Support for running long-running functions in a separate thread.
Keyboard key management.
Here is sample code to create a simple application making requests to the OpenAI API in a separate thread using perfrom_long_operation
:
import PySimpleGUI as sg
sg.theme("DarkAmber")
chat_gpt_answer = sg.Text( # we will update text later
"",
size=(60, 10),
background_color=sg.theme_background_color(),
text_color="white",
)
layout = [
[sg.Text("Press A to analyze the recording")],
[chat_gpt_answer],
[sg.Button("Cancel")],
]
WINDOW = sg.Window("Keyboard Test", layout, return_keyboard_events=True, use_default_focus=False)
while True:
event, values = WINDOW.read()
if event in ["Cancel", sg.WIN_CLOSED]:
break
elif event in ("a", "A"): # Press A --> analyze
chat_gpt_answer.update("Making a call to ChatGPT..")
WINDOW.perform_long_operation(
lambda: generate_answer("Tell me a joke about interviewing"),
"-CHAT_GPT ANSWER-",
)
elif event == "-CHAT_GPT ANSWER-":
chat_gpt_answer.update(values["-CHAT_GPT ANSWER-"])
Here you will find the code associated with the GUI application.
Putting it all together
Now that we’ve covered all the necessary components, it’s time to build our application. Here’s a schematic architecture of what it would look like:
To better understand how this all works, I recorded a demo:
Further work
If you want to improve this solution, here are some tips for improvement:
Speed up answers from LLM: To do this, you can use models with relatively fewer parameters, such as LlaMA-2 13Bto speed up response time. And also use various additional acceleration techniques that I wrote about here.

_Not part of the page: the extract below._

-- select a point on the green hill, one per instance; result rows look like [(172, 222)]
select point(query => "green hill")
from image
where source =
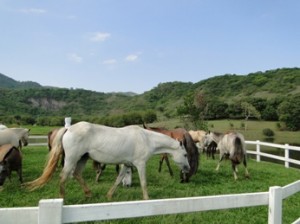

Use NVIDIA Broadcast: This model allows your eyes to always look at the camera, even if you decide to look away. In this case, the interviewer will not notice that you are reading the answer.
Create a browser extension: This can be especially useful if you are asked to do live coding. In this case, you can simply select the task and send it for solution.
Conclusion
So, using Whisper and ChatGPT, we built ourselves an interview assistant.
Of course, it is not recommended to use it for such purposes, because it is at least unethical. Our main goal was to try to expand the boundaries of AI capabilities, as well as to show the depth of this world, because we are standing on the threshold of a new era, and we have opened this door just a little. Who knows what incredible innovations lie ahead.